Despite years of opposition by France's public prosecutor's office, the country's highest Court of Appeal (1) has ruled that three African leaders and their entourage can now be investigated by a French magistrate for embezzlement and misuse of public funds.
Based on assets held in France by the leaders and by members of their entourage, the ruling, announced on November 9th, was the result of an embezzlement suit was brought by the French branch of NGO Transparency International. It hailed the court's decision as "historic".
The leaders under investigation are Denis Sassou Nguesso of the Republic of Congo (Congo-Brazzaville), Teodoro Obiang Nguema of Equatorial Guinea and the late Omar Bongo Ondimda of Gabon as well as his son and successor Ali Bongo. All are - or, in the case of Omar Bongo, were - considered stalwart allies of France. They are accused of using their countries' vast natural resources for their own personal enrichment. The leaders have denied any wrongdoing.
Despite constant opposition from the prosecutor's office over the past three years, the court ruled that the NGO was competent to file a civil suit against the leaders thus opening the way for an independent magistrate to be appointed to investigate what are called the 'ill-gotten gains' (biens mal acquis) located in France belonging to the three heads of state and their families.
Until a change in the law, NGOs were barred from requesting an independent investigation and, for reasons of state, only the public prosecutor was considered competent in this matter. Unlike the independent magistrates, public prosecutors answer directly to the Justice Minister.
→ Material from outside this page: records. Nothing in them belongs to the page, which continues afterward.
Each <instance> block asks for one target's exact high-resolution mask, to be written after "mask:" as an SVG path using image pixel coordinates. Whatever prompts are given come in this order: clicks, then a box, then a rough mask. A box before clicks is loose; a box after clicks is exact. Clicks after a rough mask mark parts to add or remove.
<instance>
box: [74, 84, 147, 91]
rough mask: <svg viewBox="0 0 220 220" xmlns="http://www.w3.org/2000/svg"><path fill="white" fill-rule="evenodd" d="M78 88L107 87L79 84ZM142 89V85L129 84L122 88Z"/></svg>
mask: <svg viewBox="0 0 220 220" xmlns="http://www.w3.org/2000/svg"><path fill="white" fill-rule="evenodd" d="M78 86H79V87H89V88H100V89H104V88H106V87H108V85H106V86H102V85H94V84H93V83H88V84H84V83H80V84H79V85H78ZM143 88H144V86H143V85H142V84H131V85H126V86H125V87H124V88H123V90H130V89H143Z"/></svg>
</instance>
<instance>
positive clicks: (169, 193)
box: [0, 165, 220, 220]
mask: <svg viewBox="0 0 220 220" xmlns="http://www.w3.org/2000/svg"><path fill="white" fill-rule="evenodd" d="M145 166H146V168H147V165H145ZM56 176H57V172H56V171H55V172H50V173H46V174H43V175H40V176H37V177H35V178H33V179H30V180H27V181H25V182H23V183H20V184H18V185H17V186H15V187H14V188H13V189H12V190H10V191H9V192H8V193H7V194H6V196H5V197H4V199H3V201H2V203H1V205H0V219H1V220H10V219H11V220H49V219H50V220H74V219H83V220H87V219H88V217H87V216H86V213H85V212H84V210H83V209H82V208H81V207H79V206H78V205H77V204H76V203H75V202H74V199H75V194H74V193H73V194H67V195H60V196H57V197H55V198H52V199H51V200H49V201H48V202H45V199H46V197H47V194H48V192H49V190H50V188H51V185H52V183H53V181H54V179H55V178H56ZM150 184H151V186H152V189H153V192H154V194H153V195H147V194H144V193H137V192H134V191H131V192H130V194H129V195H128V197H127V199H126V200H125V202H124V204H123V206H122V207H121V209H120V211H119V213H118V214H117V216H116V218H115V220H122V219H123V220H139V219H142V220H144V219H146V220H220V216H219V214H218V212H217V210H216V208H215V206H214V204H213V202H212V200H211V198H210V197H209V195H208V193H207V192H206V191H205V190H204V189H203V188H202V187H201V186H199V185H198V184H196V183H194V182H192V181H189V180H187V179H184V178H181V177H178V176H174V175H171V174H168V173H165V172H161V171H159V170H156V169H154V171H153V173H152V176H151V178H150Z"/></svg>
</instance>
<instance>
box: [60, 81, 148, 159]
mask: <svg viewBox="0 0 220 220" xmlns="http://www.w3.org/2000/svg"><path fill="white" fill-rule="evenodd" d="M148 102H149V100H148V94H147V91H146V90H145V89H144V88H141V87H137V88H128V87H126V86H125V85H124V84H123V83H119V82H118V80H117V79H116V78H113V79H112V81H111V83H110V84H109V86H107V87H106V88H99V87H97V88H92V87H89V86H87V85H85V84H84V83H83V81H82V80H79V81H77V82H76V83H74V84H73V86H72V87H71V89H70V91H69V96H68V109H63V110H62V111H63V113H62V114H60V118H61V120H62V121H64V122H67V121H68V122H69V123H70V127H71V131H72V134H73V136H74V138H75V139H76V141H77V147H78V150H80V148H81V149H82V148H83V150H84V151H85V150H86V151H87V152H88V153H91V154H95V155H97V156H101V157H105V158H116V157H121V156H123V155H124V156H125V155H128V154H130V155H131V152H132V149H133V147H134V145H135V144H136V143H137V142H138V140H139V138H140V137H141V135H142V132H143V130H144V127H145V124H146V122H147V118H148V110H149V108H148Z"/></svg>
Because of the sensitive nature of the 'ill-acquired assets' case, the prosecutor's office opposed a case that was seen as detrimental to France's most trusted allies in Africa, and to the French interests that exploit their rich natural resources.
Transparency and other NGOs wanted to know if the vast assets owned by Sassou Nguesso, Nguema, Bongo and their families including numerous real estate holdings, luxury cars and well-provided bank accounts stem from the “embezzlement of public funds” in their home countries.
Both Gabon and Equatorial Guinea are oil-rich, as is the Republic of Congo which also boasts diamond, base metal, gold, iron and phosphate deposits. French oil giant, Total, is present in all three countries. The French government has been accused for decades of turning a blind eye to the corrupt practices of leaders in its former colonies such as Gabon or Congo in order to maintain lucrative business interests, particularly those of Total (formerly Elf-Aquitaine). When he was elected in 2007, President Nicolas Sarkozy vowed to end this cosy relationship known as Françafric, a play on words mixing France, Afrique (Africa) and fric, a slang expression for money.
A first suit filed by the NGO Sherpa in 2007 revealed the extent of holdings in France of the three leaders and their clans. Asked to investigate that suit, the French Office for the Repression of Major Financial Fraud and the money-laundering unit, TRACFIN, found, according to police records, a number of unusual expenditures by the three leaders and their families.
1: La Cour de cassation, literally the Court of Cassation, the highest appeal court.